Born in Naples in 1686, Nicola Porpora enjoyed a successful international career, principally as a composer of opera and vocal music, and as a teacher of singing. In the last capacity he included among his pupils the famous castrato Farinelli. He spent three years in London where the Opèra of the Nobility had been established in competition with Handel and was later for a number of years in Vienna, where the young Haydn served him as an assistant and pupil. In 1760 Porpora returned to Naples where he died in 1768. His instrumental compositions include a set of Sinfonie da camera, Chamber Symphonies, for two violins and basso continuo, published in London in 1736, the year of Porpora's departure for Venice, where he served again, briefly, maestro at the Ospedale degli Incurabili, resuming a position he had held from 1726 until his departure for London in 1733.
The Italian violinist and composer Francesco Geminiani was born in Lucca in 1687 and took lessons in Rome with Corelli and Alessandro Scarlatti.
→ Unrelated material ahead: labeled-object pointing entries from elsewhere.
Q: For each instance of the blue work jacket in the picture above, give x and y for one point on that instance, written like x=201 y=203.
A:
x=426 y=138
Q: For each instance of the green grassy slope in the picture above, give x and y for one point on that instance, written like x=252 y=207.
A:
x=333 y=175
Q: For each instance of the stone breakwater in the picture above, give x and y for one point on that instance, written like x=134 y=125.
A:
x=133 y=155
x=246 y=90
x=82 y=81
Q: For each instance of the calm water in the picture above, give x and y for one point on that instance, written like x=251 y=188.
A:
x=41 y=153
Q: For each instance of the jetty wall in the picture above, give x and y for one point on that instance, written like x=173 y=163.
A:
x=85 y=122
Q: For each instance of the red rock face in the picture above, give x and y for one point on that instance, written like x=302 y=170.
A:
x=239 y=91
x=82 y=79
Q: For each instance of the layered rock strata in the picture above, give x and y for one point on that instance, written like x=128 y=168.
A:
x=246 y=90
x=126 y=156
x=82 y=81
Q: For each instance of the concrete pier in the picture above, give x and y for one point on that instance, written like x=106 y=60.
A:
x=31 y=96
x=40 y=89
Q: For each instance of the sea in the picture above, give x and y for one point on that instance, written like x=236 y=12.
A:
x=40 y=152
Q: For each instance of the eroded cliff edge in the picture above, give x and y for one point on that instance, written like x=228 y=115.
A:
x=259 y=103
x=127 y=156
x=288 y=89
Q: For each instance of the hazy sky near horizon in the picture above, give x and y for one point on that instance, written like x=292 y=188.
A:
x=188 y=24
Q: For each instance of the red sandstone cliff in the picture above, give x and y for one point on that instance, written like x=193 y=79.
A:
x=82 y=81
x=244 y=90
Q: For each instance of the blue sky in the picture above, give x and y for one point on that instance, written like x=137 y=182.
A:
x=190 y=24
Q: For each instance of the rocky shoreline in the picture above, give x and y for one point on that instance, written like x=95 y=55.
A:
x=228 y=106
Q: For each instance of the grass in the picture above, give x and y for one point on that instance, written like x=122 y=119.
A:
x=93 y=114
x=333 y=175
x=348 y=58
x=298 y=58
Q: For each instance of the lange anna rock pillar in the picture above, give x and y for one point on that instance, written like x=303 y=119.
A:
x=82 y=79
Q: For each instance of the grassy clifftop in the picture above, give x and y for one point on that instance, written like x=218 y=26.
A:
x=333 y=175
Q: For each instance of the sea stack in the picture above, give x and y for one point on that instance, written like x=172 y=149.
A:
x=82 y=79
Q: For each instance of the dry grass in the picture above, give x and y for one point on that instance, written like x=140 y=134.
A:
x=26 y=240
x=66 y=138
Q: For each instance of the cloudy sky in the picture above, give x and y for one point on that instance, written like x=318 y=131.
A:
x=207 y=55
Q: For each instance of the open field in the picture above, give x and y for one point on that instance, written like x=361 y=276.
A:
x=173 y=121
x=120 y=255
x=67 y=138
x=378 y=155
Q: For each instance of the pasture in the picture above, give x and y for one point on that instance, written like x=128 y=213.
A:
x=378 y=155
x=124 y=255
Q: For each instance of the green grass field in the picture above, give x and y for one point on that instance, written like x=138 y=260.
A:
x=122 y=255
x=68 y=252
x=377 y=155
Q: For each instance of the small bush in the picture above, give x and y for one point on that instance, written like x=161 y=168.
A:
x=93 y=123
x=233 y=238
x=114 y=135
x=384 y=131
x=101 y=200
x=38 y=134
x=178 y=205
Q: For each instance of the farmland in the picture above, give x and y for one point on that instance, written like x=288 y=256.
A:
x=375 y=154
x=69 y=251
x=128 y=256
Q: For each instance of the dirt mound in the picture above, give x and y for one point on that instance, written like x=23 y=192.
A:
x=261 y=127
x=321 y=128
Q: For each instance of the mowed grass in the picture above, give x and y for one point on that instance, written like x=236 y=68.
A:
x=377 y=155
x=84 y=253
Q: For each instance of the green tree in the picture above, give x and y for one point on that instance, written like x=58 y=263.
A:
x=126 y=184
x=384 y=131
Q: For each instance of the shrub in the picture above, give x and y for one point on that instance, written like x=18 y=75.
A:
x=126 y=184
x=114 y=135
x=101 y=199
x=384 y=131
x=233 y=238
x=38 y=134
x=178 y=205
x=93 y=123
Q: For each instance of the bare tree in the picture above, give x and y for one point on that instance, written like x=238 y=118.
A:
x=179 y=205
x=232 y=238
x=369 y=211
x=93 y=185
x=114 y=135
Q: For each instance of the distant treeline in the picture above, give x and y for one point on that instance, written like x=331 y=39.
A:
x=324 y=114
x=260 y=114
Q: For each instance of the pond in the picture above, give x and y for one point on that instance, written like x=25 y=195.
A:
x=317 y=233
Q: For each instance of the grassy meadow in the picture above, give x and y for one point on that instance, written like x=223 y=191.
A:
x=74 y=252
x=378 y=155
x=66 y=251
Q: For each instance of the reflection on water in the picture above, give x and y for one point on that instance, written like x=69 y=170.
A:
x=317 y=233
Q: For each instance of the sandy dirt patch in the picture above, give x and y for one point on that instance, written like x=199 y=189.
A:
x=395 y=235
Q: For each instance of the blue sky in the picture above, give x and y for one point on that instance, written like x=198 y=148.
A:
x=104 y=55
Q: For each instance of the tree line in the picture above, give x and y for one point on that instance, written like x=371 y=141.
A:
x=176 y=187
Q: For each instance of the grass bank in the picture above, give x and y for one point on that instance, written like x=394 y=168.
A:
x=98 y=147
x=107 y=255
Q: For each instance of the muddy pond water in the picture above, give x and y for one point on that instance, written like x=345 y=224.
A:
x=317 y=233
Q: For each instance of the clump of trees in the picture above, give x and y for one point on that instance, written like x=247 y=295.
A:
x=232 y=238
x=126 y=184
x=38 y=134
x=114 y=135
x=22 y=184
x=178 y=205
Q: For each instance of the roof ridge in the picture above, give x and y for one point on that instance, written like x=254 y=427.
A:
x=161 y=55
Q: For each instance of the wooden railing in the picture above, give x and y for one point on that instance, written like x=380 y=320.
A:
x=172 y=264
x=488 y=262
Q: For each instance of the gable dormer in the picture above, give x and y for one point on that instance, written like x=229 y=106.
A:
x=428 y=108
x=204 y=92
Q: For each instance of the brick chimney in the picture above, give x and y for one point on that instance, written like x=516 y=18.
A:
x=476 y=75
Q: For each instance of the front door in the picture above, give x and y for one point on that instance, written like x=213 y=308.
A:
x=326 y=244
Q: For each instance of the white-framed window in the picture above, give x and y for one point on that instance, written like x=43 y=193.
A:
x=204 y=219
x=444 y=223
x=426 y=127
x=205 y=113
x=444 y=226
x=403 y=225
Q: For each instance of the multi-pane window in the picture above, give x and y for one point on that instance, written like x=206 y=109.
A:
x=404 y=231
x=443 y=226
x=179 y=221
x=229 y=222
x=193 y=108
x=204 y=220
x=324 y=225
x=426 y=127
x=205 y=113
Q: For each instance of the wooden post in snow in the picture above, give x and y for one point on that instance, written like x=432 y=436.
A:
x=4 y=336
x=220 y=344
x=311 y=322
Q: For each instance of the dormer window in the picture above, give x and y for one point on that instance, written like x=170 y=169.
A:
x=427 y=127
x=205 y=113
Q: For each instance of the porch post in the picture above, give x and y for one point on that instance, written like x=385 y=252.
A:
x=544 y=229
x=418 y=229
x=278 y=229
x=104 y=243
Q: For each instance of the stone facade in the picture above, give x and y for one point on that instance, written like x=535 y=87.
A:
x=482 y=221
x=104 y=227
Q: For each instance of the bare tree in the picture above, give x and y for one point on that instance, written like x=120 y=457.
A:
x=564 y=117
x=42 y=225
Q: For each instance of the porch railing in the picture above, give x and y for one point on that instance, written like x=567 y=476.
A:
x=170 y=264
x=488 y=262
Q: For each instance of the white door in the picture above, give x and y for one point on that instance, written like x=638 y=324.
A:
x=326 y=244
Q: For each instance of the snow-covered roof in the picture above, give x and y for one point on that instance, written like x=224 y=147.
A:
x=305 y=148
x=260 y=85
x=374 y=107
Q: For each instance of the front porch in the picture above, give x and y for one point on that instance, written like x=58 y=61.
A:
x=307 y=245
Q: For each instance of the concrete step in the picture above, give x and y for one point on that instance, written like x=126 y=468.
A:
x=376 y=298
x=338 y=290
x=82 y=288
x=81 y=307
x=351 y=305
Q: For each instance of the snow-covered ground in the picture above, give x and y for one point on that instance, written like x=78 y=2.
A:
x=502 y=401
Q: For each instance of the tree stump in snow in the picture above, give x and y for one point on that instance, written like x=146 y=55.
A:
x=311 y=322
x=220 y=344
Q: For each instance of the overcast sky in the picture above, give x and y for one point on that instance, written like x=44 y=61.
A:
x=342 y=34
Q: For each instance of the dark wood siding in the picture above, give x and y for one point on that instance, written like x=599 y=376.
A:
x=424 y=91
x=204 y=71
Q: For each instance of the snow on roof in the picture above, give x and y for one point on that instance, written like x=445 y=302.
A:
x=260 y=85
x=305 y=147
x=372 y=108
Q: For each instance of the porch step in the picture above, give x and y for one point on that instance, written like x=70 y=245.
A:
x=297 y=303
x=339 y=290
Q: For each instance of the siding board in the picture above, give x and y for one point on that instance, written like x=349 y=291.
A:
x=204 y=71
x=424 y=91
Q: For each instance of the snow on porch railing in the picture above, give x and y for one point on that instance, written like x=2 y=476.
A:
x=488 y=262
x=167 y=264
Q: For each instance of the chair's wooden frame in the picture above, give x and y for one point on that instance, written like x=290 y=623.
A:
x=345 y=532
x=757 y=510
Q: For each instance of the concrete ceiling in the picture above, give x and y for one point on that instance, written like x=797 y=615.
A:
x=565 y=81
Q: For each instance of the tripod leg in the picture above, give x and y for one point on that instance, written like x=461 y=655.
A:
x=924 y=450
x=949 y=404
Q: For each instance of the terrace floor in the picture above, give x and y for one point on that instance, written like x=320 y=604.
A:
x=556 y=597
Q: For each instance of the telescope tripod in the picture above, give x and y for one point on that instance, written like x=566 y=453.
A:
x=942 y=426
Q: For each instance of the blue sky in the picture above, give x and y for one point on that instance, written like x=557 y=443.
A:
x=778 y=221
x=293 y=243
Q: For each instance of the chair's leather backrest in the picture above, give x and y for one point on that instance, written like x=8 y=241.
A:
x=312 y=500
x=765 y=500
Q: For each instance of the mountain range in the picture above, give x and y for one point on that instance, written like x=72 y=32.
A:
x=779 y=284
After employment in Lucca and in Naples he moved in 1714 to London, where he won a considerable reputation as a violinist, later publishing popular rearrangements of works by Corelli to suit the amateur market of the time and compositions of his own in similar style. He divided much of his later career between London and Ireland, dying in Dublin in 1762. During the last period of his life he won additional distinction for his theoretical works, which have proved a valuable source of information on contemporary performance practice. The twelve trio sonatas published in 1757 are arrangements for two violins and basso continuo of his twelve Opus 1 sonatas for violin, viol one and harpsichord.
Geatano Pugnani belongs to a later generation. Born in Turin in 1731, he studied with Somis, a pupil of Corelli, and joined the orchestra of the Teatro Regio as a violinist at the age of ten. His international reputation was established by his appearance as a soloist in one of his own concertos in Paris in 1754, the year of publication there of his Opus 1 trio sonatas, later published in London as 6 Easy Sonatas. From 1767 until 1769 Pugnani directed music at the King's Theatre in London, where he worked with the youngest of Bach's sons, Johann Christian, and other musicians of distinction. For the last period of his life he was in Turin in the royal service, while continuing an international career as a virtuoso and as a composer. His violin pupils included Viotti and he was responsible for a number of changes in the form of bow, the thickness of violin strings and the technique of performance. As a composer he is characteristic of the pre-classical Italian school, galant rather than Baroque in taste.